I came to America as an adult, convinced that being here would afford me a better life, and it has.
But like a child caught between two parents – the parent who gave her birth and the one who adopted her – I struggle to detach, to give myself permission to love the new parent as unconditionally as I love the “real” one and not feel like a betrayal. So I sit on the fence unable to fully embrace the new parent, reserving that secret part of my heart for the real one.
Some would argue that my position has probably been detrimental. By not fully committing, I’ve kept myself from engaging. But being familiar only with the mores and lexicon of the real parent, how does one fully engage?
I’ve involved myself in the things I believe in: volunteering to teach and mentor, campaigning and voting for candidates I support, demonstrating for causes I feel strongly about, and buying and selling property. I’ve done my best to be a good citizen.
So what will it take for me to feel like I’m really part of the family, to feel like I have the right to celebrate? Is it length of time or giving myself permission?
Would coming here at a younger age and going to school have helped me form stronger bonds or teach me to decode the lingo, the secret hand signals? I wonder.
I’ve also wondered if having children to shepherd through the “system,” children who could potentially force me to commit, would have made a difference. Probably.
Add to the complexity of my internal conflict, the fact that the household I chose used to own people like me, and a whole new layer of emotional baggage is added to the mix.

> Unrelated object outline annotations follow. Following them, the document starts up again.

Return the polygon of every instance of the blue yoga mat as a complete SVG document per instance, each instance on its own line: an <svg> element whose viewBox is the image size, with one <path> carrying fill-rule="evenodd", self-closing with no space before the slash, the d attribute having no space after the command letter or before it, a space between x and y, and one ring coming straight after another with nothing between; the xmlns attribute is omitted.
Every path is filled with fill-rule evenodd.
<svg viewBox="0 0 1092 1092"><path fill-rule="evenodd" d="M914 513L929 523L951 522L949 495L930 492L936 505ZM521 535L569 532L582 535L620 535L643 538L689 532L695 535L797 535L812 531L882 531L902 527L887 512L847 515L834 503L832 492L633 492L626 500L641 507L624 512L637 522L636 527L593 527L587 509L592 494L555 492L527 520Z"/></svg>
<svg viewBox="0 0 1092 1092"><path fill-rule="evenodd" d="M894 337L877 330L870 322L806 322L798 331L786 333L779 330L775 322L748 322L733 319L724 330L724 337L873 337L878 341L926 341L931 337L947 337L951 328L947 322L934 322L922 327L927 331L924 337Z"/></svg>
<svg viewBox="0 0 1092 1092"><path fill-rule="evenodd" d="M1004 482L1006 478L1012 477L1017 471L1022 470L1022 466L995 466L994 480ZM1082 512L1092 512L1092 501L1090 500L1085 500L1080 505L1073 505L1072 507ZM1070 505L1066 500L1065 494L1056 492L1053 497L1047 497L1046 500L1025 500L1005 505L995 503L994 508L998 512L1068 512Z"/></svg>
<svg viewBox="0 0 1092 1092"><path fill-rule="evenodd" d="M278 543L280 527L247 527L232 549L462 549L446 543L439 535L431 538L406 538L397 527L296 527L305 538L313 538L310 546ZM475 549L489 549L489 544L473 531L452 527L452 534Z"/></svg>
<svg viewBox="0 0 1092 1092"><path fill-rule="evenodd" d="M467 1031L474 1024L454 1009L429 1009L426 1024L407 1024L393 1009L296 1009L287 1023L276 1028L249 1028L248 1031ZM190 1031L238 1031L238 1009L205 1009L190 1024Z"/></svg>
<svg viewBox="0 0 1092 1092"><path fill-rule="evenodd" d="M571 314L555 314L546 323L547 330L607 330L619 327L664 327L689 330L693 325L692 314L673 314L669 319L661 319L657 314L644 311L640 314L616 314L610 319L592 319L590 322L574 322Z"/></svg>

When I lived in Washington, D.C., routinely around the holiday, I’d hear black people refer to July 4th as the 4th of You Lie. It sounded catchy but it was said with such cynicism and disdain, I knew it had to be serious.
July 4th is the day of celebration of the colony gaining its independence from Britain but for nearly 100 years more, blacks remained chattel slaves until December 6, 1865 when the Thirteenth Amendment ending slavery was ratified.
Frederick Douglass summed it up best when, in 1852, he posed the question that still hangs in the air nearly 160 years later, What to the slave is your fourth of July?
Today, I’m asking, What, to a first generation immigrant like me, is the true meaning of the fourth of July?